Food systems must adapt and transform to deliver sustainable, healthier diets, and durable livelihoods without decimating the planet. Yes, that is a lot to ask! To do that, we need investment in science, evidence generation, and decision-making tools, like the Food Systems Dashboard, that enable data-driven decision-making in food systems. The Biden Administration has taken a bold step forward to invigorate the various fields of science in the U.S. In turn, the research community should rise to this challenge, and we provide a platform to challenge the status quo and take food system transformation in a direction we may have imagined but are far from realizing.

Can Fixing Dinner Fix the Planet?

Two years ago, I embarked on the writing of my very first book. Coming from a field of expertise that values peer-reviewed scientific publications more than books, I did not think it was in the cards to consider authoring a book about my discipline and my experience working in that discipline. But here we are, and tomorrow, my JHU Press Wavelength series trade book, Can Fixing Dinner Fix the Planet? will be released. The pandemic helped, unfortunately. It nudged me to sit still and put pen to paper.

The book investigates the interactions among food systems, diets, human health, and the climate crisis. It draws on my experiences (along with my team and many colleagues) working and living in Africa, Asia, Europe, and the Americas. It describes how food systems must change to slow and reverse the stark trends we see with increased hunger and obesity, catastrophic climate change, and inequities.
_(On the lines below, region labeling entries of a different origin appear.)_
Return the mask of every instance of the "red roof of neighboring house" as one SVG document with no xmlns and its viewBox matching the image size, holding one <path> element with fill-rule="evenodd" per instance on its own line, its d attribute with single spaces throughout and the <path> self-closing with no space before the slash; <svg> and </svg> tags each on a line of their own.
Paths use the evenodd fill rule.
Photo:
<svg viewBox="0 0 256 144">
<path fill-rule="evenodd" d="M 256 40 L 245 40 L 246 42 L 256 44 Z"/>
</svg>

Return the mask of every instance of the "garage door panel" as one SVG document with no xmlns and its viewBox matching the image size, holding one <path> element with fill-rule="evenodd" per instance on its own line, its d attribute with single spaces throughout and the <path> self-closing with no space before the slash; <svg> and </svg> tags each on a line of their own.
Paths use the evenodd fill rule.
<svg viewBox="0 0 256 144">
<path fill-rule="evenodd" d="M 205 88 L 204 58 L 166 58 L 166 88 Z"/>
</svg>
The book draws attention to the idea that the very nature of food and food systems can play a significant role in fixing these vexing challenges and bring communities together.

Food books abound—cookbooks by celebrity chefs (thanks Anthony Bourdain!), history of food and cuisines, and self-help diet books. My book does not delve into these areas much. Instead, it delves deep into politics and shows that if we take a “business as usual” path of how food systems have, are, and will operate, there will be significant negative consequences on human and planetary health. It provides examples of what can be done by the various actors like government and food and agriculture industries to promote healthy, sustainable, and equitable diets, sustain the earth’s biodiversity, and protect the environment and all species living on the planet. And last, it raises readers’ food and environmental literacy and empowers readers to take immediate and long-term changes by helping them make informed decisions when they walk into restaurants, grocery stores, farmers' markets, and their kitchens.
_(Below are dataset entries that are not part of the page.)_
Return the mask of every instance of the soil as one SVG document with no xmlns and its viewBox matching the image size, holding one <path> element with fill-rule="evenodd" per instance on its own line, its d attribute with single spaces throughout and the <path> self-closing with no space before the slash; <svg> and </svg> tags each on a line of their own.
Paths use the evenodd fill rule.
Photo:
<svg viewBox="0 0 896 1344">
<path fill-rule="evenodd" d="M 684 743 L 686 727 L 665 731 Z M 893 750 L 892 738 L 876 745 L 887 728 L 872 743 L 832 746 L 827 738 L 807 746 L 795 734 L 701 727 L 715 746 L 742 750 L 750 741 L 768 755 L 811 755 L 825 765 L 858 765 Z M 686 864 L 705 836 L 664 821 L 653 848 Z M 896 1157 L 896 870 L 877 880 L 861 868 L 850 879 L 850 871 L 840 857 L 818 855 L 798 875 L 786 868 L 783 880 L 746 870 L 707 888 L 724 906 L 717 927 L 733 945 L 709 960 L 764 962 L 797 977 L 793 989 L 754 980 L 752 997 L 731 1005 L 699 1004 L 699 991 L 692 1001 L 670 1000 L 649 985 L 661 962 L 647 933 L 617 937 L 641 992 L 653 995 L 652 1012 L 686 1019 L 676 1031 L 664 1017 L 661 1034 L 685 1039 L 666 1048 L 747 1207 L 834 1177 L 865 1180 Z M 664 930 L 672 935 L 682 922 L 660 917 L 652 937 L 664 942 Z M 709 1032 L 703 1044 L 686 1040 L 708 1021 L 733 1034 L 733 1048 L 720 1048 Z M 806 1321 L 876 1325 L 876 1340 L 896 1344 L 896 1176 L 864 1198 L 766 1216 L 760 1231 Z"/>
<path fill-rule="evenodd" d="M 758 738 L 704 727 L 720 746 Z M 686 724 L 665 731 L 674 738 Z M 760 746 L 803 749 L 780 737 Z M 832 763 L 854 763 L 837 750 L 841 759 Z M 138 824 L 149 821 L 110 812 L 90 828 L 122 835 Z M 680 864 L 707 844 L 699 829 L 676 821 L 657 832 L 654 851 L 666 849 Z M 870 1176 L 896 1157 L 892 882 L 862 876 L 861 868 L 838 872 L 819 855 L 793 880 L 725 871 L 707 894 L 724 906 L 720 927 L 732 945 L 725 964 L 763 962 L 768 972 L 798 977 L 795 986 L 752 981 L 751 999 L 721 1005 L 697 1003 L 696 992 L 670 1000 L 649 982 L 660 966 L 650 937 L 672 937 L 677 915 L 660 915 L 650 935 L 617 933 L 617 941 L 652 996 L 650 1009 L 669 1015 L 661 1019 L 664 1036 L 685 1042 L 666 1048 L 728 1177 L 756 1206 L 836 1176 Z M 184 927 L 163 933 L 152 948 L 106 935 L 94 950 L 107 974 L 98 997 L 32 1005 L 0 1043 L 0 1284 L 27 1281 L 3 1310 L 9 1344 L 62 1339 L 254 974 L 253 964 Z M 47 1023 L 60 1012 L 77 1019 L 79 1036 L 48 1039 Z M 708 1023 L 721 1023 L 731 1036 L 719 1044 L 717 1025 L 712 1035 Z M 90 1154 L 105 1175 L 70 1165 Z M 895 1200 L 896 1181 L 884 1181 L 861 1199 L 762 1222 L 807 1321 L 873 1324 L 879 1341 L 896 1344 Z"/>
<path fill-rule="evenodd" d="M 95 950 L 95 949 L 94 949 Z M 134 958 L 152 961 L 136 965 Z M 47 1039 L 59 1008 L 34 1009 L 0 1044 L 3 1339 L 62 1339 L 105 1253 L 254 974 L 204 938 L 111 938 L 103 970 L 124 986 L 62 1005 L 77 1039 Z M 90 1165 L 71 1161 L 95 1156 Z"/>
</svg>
The book changed the way I communicate my work. It is not easy to write about a complex topic like food systems and ensure that it inspires eaters, global experts in governments, and those working in and shaping food systems to make better decisions. I tried my best to bring to life some of my experiences working in different countries—from very poor to prosperous—and the experiences of those I have worked with and shared time with in deeply rural and urban pockets of the planet. It provides a nuanced story that takes you away from computer and desk research to farmer’s fields, families’ kitchens, and United Nations’ working forums.
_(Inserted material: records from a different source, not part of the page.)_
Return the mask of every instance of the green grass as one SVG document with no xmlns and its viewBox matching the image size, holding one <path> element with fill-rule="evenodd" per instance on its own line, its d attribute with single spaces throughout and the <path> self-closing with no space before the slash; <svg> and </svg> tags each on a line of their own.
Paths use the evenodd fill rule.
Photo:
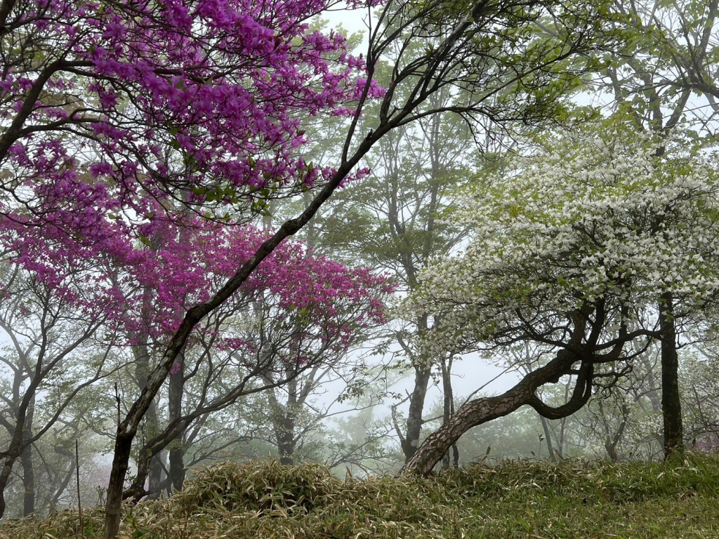
<svg viewBox="0 0 719 539">
<path fill-rule="evenodd" d="M 128 508 L 145 538 L 719 538 L 719 459 L 508 462 L 427 479 L 340 480 L 316 465 L 226 464 L 180 493 Z M 9 520 L 0 538 L 100 538 L 102 511 Z"/>
</svg>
I hope the book shows readers how our everyday diets are the products of massive, interconnected, and highly complex food systems that extend from the seedlings in a farmer’s field to the global distribution and marketing networks that deliver food to our plates. These systems have direct and substantial impacts on poverty, the planet’s natural resources, the nutrition of individuals and populations, the composition of the atmosphere, and social equity. They also are incredibly vulnerable to the climatic changes that we have already seen and that will accelerate in the future.